The story behind the story: The Governor
Something is about to happen. You know it in your mind, in
your heart, and in your gut. By some cosmic scheme it seems it must happen, for
reasons neither you nor anyone else can fathom. But for a few seconds, you
think you can stop it. You can alter what you know of as history from that very
second onward to eternity. But you can’t. And you know it.
One morning, just before waking, I had what I call a
“dreamlet”: one of those disjointed few seconds of sights and random sounds my
brain flashes across my eyes and through my ears as my internal rhythms start
their waking program. In the dreamlet I am stepping into a car to sit in a jump
seat in front of the most powerful man in the world. We are at Love Field in
Dallas, Texas. It is November 22, 1963. I am Governor Connelly. With a word I can
stop the motorcade. But I can’t and I don’t.
“The Governor” was my first published story, a flash piece
of about 700 words appearing on www.365Tommorrows.com back in 2008. It was
pretty much a transcript of the dreamlet, but with the conversation bits added
to keep the story moving. The dreamlet ended, as it did in the story, with me sitting
on a park bench miles away, listening for the sounds of shots and screams and
racing engines coming over the trees and buildings. I didn’t hear any, and for
the last second of the dreamlet I hoped and believed that perhaps it didn’t
happen. But deep down I knew it did, because it couldn’t not happen. I was glad I wasn’t there.
Today is, of course, the fifty-year anniversary of the
Kennedy assassination. It’s difficult, if not impossible, for me to say
anything meaningful about that event because I wouldn’t be born for another seven
years and some months. So—to me—a time does not exist when it hadn’t happened. It
would be like asking me to understand how shocking it was the day the sky
turned blue. To the however many percent of the population who were not yet
around and the much smaller percentage alive but too young to remember it, the
Kennedy assassination is immutable and timeless. I for one have trouble
picturing what the world would be like without it. Not that I’m glad it
happened, but, just like in the dream and story, it’s easy to believe the events
of that day were, in some twisted sense, necessary. For my and the following
generations, it’s part of us in a way that it isn’t for those who remember it.
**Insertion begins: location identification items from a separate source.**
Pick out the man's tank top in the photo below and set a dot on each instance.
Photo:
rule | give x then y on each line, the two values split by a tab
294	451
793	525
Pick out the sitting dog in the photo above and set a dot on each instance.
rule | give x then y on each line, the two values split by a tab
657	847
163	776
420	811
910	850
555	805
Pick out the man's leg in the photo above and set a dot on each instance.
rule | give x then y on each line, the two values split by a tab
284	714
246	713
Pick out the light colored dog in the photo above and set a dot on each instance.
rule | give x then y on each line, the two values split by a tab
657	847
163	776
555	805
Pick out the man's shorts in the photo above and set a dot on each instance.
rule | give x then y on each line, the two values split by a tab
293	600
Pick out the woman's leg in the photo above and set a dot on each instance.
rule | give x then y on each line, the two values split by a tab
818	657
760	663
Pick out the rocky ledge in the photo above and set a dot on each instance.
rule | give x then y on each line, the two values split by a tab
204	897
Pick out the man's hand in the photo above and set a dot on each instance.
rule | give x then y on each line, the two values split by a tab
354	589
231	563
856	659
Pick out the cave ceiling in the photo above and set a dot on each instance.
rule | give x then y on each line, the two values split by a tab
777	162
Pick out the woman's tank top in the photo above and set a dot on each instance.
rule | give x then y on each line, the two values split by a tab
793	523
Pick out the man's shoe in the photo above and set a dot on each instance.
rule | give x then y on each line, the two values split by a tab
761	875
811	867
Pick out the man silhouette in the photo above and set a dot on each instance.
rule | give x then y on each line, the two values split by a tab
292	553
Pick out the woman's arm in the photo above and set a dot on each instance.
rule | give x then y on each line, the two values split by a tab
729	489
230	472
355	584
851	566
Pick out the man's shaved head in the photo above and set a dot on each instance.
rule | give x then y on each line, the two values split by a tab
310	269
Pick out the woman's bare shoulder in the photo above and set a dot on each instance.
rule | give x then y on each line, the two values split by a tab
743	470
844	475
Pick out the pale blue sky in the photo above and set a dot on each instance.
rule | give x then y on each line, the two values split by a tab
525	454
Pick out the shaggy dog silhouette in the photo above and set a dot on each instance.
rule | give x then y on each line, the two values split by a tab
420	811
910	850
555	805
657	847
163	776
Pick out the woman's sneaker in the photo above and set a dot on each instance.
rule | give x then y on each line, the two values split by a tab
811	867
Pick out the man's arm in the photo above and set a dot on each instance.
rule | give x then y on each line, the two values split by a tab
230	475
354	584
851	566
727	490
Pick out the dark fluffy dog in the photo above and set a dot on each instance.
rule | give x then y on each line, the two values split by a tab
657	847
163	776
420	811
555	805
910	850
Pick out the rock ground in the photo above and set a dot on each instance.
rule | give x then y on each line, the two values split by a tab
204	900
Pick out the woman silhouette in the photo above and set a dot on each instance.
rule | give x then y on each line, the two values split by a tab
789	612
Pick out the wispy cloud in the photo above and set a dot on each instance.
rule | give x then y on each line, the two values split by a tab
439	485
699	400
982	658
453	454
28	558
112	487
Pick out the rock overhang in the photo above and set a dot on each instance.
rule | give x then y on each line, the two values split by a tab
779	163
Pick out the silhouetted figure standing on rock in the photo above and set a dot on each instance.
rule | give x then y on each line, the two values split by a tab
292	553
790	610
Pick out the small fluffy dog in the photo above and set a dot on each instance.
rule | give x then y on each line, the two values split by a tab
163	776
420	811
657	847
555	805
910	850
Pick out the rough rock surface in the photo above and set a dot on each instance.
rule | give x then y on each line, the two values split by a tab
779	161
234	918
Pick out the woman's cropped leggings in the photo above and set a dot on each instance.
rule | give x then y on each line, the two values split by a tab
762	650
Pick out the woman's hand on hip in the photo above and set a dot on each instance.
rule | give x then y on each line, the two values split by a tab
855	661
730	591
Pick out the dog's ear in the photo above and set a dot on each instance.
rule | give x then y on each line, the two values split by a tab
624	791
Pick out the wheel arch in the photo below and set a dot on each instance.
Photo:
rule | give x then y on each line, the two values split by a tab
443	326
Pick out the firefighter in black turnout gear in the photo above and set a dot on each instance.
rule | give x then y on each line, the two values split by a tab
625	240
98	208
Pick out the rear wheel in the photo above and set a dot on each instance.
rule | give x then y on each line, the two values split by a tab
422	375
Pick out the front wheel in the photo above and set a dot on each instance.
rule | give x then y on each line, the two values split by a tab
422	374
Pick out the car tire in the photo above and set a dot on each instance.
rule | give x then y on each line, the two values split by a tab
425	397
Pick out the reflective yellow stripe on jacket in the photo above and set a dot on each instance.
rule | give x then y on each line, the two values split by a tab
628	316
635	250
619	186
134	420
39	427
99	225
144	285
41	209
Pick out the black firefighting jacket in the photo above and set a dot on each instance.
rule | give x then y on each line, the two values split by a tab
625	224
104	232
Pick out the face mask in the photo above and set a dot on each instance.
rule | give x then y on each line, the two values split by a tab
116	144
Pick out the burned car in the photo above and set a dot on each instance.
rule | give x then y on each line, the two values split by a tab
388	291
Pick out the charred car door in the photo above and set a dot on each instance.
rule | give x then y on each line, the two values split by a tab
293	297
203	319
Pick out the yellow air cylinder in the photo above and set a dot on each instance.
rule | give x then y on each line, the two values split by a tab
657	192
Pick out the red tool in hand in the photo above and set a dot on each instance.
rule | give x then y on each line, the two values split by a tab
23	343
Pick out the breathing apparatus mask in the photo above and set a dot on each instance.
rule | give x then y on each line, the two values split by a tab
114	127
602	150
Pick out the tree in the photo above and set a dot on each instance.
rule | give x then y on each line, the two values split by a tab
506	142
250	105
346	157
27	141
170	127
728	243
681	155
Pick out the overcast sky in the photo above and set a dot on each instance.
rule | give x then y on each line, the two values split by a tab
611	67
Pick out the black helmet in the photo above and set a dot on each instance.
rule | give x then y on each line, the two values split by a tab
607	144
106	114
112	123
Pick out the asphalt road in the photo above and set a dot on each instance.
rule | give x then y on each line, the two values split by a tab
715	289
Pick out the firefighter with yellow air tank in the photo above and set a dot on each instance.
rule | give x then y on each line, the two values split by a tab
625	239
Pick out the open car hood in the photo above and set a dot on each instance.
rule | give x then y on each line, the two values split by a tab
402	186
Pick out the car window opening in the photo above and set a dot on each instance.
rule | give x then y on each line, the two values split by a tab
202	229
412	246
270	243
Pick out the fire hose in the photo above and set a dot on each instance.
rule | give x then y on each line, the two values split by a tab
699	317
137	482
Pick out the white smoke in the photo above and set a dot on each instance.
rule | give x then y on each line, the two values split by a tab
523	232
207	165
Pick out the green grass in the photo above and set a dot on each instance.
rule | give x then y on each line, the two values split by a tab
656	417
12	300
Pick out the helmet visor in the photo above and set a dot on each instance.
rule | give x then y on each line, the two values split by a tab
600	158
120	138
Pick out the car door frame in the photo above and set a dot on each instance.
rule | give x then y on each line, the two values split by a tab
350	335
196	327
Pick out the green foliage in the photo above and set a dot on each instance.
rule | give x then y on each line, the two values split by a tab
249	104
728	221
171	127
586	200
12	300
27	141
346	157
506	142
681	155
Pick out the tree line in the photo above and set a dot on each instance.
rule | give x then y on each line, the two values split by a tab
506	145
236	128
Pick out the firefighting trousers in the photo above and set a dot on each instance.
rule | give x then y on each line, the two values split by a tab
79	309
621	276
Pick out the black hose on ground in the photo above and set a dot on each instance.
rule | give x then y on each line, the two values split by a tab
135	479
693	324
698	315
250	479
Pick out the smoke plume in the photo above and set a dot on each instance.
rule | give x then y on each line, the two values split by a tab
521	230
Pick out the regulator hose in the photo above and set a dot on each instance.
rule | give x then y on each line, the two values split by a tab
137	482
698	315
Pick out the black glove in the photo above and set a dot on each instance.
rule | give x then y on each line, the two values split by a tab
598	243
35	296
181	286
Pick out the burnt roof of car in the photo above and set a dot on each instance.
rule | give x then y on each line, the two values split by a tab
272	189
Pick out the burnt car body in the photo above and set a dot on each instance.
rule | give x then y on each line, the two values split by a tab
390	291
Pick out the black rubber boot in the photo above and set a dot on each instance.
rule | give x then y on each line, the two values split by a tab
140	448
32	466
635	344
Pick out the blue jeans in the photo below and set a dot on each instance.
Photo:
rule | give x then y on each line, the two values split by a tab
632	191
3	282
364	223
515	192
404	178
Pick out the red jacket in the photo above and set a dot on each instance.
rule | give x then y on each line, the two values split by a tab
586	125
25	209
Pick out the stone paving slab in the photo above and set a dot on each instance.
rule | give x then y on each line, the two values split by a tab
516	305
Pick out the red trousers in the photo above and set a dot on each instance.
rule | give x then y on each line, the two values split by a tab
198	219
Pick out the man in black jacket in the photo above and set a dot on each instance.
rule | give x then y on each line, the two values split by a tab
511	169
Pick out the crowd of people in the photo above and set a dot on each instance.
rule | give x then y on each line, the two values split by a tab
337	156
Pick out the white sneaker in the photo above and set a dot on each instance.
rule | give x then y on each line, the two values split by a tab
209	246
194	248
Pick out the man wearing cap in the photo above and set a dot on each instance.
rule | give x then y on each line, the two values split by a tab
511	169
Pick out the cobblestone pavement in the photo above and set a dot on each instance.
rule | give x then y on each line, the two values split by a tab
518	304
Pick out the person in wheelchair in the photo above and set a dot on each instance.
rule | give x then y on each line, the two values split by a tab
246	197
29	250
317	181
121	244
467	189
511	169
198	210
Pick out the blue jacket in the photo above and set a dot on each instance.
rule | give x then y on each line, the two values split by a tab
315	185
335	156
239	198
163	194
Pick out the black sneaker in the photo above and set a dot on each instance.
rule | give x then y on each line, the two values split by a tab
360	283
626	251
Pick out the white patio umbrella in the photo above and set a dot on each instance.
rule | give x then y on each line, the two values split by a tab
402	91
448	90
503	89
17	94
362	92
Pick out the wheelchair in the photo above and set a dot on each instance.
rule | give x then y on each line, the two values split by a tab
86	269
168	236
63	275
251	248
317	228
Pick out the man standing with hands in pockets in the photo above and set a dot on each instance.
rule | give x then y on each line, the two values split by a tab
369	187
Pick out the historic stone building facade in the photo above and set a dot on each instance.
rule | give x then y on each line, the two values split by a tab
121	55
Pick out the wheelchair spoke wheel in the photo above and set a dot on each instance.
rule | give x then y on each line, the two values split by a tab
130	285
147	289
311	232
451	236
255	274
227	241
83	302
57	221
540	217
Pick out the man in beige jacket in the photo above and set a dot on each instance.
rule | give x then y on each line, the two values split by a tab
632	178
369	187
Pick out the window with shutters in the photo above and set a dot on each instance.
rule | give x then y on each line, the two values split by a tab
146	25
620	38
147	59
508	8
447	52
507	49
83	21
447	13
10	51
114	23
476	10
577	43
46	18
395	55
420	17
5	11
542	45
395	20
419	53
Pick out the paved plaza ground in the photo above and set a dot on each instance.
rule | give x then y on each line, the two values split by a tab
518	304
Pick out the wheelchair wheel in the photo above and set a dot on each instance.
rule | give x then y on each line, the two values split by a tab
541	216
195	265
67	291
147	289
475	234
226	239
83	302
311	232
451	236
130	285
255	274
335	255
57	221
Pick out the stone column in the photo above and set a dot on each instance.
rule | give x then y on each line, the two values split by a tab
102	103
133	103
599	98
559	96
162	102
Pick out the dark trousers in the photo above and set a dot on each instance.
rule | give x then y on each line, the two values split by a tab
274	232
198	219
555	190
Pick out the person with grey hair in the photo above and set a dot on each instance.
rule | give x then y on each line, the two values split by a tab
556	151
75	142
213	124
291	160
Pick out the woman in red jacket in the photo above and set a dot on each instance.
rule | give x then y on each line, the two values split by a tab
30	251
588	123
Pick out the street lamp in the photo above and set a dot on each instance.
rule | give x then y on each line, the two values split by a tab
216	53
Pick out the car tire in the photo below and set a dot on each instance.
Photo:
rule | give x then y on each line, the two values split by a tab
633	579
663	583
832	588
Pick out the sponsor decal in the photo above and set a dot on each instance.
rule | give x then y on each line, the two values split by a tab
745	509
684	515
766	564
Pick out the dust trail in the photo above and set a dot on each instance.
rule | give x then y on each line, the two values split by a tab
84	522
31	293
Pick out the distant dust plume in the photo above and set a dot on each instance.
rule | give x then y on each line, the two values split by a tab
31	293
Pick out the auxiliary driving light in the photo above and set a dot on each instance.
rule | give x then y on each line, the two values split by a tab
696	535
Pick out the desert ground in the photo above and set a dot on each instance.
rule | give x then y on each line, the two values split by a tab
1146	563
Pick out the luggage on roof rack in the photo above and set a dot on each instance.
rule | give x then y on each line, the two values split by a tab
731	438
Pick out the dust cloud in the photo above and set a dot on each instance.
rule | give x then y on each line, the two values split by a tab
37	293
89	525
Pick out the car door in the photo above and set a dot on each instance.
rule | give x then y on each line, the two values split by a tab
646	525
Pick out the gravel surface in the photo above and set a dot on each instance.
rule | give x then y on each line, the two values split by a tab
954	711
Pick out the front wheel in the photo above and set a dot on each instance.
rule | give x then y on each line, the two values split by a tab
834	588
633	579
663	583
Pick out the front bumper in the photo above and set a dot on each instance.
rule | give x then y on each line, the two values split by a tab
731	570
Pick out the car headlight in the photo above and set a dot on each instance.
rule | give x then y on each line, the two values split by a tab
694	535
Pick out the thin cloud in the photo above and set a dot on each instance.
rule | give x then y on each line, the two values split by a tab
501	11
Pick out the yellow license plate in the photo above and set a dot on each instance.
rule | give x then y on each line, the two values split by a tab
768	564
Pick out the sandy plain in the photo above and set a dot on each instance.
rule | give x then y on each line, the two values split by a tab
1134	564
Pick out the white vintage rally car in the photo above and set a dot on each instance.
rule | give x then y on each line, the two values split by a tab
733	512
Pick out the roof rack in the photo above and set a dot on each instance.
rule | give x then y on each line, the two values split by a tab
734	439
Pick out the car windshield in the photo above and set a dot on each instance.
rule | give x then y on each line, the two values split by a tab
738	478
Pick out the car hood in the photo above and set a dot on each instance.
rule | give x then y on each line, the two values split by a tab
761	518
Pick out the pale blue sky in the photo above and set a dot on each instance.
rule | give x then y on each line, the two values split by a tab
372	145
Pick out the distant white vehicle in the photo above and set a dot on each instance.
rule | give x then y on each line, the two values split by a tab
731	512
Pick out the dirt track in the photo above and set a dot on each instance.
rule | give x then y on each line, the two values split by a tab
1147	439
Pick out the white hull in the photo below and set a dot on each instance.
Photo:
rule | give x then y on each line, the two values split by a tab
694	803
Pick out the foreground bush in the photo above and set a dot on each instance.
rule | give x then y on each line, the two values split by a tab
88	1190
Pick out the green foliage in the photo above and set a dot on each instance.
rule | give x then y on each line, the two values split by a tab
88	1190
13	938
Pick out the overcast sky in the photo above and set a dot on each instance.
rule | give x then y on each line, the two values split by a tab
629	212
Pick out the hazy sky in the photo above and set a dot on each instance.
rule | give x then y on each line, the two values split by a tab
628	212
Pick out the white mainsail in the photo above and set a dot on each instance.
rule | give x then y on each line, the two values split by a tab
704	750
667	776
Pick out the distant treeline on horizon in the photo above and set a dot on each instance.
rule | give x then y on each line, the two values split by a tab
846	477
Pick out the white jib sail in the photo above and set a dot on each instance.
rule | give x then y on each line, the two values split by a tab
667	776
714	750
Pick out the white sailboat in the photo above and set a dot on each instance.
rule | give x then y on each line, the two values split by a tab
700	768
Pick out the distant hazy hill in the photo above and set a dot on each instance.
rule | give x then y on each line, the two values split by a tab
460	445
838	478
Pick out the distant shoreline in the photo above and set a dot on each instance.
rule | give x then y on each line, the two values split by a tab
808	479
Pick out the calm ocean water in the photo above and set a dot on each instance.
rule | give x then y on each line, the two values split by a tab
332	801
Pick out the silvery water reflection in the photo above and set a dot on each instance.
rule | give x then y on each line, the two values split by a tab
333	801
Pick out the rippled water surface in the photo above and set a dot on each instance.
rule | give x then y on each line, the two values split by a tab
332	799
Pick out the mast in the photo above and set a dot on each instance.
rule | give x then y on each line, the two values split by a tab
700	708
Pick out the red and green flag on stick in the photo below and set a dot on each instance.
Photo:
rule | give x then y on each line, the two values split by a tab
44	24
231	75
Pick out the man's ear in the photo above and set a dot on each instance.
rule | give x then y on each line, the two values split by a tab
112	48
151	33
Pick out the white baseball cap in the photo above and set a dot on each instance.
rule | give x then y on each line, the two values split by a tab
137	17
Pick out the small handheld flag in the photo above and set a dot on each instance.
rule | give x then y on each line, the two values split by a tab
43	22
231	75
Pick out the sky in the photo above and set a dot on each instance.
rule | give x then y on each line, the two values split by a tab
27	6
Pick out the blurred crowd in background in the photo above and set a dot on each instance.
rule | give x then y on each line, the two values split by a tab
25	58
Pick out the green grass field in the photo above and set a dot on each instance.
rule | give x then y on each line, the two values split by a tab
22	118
We can’t not have it happen.
On September 11, 2001, it seemed like so much could have gone
right that didn’t. If this person had done that, if that person had done this,
if hundreds of random things had or had not happened, then the however many
percent of the population who were not yet born—or the smaller percent who were
born but too young to remember it—would be able to imagine a world where it hadn’t
happened. It’s part of them in a way it never will be for me. We might as well
ask them to understand our shock the day the sky turned blue.